The photo of Mr Briggs' father, wearing bathers and with a towel over his shoulder, was probably taken when Charles Perkins, the Aboriginal leader of the Freedom Riders, took a group of Aboriginal children into the pool in mid February, 1965, to protest against segregation.
The portrait is labelled, "Ronald McGrady (right) and friend, Moree Pool/ February 1965/ The Tribune."
Now the State Library is asking the public to help identify other people in a group of 101 previously unpublished images of the Freedom Ride. They were taken by a journalist from The Tribune newspaper, Noel Hazzard, who followed the students' bus trip to north-west NSW to protest against Aboriginal living conditions.
The images are posted on Flickr, and will be on display at the State Library from September 5.
Looking at the newly digitised images, Mr Briggs spotted his dad. "I found this one, and I thought, "oh, that's dad". I freaked out," he said. "I just couldn't believe it," he said of his father, who was raised on the mission in Moree and died in 1984, aged 34.
"I remember him being a grumpy old hairy guy, telling me what to do. But seeing (dad) as a baby-faced boy is amazing," he said. The family has only a handful of images of the young Ronald McGrady; cameras were too expensive in those days for his family.
The photos document the Aboriginal people in the missions, reserves and camps in Moree and Walgett. They include images of the Freedom Riders — students from Sydney University — including Mr Perkins, one of the the university's first Aboriginal students, and Ann Curthoys, who wrote a book to document and expose Aboriginal living conditions.
Ms Curthoys wrote that it was the Moree leg of the trip that most people now remember. "And it was in Moree that so many people now say the Freedom Ride changed race relations forever," she wrote in her book.

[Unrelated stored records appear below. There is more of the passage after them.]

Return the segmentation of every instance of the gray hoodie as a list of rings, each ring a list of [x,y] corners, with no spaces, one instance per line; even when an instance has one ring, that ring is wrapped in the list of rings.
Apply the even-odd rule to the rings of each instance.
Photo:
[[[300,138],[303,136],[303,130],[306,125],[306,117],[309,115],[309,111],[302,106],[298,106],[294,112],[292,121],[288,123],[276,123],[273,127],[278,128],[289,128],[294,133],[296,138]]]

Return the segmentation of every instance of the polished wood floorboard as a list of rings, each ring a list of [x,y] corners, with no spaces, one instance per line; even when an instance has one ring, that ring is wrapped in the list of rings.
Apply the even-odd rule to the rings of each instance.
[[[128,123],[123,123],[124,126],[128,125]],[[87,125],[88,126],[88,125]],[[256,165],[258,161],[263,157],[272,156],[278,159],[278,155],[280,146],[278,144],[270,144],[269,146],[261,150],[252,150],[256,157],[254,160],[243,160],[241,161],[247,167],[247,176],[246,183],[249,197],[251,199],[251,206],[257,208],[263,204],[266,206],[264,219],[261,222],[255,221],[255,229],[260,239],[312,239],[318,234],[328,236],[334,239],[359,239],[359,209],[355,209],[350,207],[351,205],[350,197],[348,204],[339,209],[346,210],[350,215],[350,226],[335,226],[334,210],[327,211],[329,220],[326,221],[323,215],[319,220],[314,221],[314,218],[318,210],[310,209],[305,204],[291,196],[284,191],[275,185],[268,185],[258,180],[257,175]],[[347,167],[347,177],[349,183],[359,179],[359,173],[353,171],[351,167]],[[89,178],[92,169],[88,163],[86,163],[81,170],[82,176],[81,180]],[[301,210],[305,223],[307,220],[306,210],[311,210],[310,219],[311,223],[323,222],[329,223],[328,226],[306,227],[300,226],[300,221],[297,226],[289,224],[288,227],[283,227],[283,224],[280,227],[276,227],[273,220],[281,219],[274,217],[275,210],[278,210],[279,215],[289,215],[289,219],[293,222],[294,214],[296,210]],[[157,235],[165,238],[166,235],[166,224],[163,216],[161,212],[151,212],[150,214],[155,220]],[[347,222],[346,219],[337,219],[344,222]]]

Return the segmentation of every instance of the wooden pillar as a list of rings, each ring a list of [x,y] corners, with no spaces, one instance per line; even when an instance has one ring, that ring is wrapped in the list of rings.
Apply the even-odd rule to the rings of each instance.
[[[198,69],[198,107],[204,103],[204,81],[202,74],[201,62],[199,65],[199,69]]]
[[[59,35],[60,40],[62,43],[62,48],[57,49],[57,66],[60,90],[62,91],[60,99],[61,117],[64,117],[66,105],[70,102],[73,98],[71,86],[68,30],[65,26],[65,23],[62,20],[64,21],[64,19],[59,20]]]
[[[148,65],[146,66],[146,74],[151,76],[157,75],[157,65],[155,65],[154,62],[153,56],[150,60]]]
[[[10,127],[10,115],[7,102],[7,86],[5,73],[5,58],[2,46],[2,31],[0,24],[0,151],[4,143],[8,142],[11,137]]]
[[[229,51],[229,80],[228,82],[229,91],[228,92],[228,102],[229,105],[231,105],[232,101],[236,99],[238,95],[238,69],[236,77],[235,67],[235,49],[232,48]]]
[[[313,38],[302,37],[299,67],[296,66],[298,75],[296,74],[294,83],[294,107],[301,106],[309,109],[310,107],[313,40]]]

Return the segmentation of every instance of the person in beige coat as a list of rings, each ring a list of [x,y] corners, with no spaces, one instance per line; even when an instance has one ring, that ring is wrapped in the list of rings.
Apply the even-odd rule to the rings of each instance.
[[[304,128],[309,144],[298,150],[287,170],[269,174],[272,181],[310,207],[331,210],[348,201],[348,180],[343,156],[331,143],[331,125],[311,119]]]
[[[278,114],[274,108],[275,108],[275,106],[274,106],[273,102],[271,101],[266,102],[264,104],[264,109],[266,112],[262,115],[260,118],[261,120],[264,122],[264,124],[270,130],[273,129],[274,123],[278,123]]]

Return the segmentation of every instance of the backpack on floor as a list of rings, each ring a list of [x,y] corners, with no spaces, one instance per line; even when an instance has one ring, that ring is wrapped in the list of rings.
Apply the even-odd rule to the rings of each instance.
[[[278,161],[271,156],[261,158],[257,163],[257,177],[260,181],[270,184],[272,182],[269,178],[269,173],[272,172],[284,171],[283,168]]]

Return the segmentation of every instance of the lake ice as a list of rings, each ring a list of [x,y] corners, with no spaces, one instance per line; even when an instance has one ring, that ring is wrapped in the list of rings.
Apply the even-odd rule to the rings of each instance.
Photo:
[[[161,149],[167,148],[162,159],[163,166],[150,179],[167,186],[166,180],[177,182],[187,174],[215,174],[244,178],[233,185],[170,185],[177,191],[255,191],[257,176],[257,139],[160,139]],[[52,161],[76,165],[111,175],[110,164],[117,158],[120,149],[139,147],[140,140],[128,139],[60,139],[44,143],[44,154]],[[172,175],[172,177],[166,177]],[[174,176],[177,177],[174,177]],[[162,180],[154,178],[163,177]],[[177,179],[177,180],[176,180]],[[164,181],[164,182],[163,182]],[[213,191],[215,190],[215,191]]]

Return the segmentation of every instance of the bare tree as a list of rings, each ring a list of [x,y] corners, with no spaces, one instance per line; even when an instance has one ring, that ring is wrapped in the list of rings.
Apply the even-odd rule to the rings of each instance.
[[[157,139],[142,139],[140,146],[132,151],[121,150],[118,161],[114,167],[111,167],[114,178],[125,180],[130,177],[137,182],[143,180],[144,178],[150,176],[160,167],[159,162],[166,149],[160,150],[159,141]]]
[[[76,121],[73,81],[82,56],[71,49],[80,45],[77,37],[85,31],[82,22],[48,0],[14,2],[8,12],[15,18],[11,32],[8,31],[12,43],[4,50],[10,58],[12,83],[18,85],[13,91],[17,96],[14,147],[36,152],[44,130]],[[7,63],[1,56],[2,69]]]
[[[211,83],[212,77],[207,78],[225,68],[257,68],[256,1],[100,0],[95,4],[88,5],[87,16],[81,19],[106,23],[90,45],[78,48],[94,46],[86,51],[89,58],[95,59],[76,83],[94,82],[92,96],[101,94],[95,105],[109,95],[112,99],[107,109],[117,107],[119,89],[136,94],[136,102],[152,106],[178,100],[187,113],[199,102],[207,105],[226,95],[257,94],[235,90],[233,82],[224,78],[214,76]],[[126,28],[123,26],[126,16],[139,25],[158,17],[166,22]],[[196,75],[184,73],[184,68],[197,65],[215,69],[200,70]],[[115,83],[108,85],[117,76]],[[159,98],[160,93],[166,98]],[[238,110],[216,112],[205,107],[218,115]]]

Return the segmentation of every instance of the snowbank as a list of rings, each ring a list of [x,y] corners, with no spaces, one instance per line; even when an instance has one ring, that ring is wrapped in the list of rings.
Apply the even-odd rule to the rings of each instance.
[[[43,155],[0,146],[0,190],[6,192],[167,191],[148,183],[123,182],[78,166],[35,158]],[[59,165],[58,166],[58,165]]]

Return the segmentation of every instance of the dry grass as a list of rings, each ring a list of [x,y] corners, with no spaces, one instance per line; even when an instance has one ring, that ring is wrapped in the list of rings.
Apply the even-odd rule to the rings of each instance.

At the pool, Mr Perkins asked for a ticket for himself "and these 10 Aboriginal kids behind me".
But the manager replied, "Sorry, darkies not allowed in."
Mr Perkins entered anyway. A few days later, when the Freedom Riders heard that the council had reneged on a promise to lift the ban, they returned, collecting children from the mission to take into the pool.
In May 1965, Moree Mayor Lloyd — the same man who is seen in the photos escorting one of the protesters away from the pool — moved a motion to rescind the ban. It was passed.
The images were contained in the archives of the Communist Party's newspaper, The Tribune, which were donated to the State Library in 1992. The Library is slowly digitising the 60,000 negatives from the newspaper's photo archives which covers protests in the 1960s, 70s and 80s including the Vietnam War, women's rights, gay rights and anti-apartheid protests.